The Return of Land Prices  

Classical economics had three factors of production—labor, capital, and land. Contemporary economists normally treat land as simply a form of capital. This is mostly the pattern Thomas Piketty follows in his important new book Capital in the 21st Century. But as Karl Smith writes, many of Piketty’s findings about “capital” seem like they may mostly be findings about land.

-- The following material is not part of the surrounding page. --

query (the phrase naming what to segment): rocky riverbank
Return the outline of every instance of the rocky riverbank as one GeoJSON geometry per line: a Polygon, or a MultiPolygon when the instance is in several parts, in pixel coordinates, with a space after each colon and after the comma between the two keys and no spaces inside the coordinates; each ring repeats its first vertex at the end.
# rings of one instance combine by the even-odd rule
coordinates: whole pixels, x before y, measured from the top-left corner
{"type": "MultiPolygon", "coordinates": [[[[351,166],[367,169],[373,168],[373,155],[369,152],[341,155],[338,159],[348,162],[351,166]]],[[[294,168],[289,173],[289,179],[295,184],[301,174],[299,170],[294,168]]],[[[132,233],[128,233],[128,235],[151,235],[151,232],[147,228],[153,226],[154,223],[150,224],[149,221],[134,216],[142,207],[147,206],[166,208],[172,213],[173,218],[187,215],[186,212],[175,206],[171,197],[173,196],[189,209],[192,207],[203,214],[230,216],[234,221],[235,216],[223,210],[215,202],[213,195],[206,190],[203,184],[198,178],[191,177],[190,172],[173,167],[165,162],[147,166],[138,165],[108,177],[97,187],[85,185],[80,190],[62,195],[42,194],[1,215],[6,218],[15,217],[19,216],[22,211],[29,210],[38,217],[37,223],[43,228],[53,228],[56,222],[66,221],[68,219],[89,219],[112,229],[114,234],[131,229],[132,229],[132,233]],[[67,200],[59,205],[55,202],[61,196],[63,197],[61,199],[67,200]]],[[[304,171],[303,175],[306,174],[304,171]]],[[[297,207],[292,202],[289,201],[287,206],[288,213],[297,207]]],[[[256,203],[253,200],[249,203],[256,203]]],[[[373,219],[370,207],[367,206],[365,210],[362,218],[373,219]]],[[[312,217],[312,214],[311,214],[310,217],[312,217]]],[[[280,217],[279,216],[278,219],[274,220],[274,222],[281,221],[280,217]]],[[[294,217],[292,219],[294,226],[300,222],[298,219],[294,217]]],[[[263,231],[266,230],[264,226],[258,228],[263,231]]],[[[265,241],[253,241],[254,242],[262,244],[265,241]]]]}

I think I can make the point clearer than Smith does with two charts. First, here’s Piketty’s black-and-white chart depicting the evolution of capital in France:

Now here’s me using the same data, but ignoring foreign capital, using colors, and rearranging the order of the stack:

In the first chart you see the U-shaped story of inequality. The ratio of capital to income used to be very high, then you had the midcentury compression, and now you have a return of capital. In the second chart, you see that “other capital” has actually been fairly constant throughout this period. The compression is a collapse in the value of agricultural land. The return of capital is a massive increase in the value of residential housing.

So an interesting analytical question becomes this: Have these French houses become so valuable because the structures themselves are so grand (giant mansions, expensive building materials) or are they expensive because Paris and select upscale suburban communities are so pricey and desirable. I don’t have comprehensive data on French real estate. But certainly Paris is an extremely desirable, extremely expensive city. And I think that’s a large part of the story here. In the 19th century, you had wealthy landowners who owned vast tracts of rural land. In the 21st century, wealthy landowners own substantially smaller—but more expensive—swathes or urban or suburban land in Paris or greater London or Manhattan or coastal California.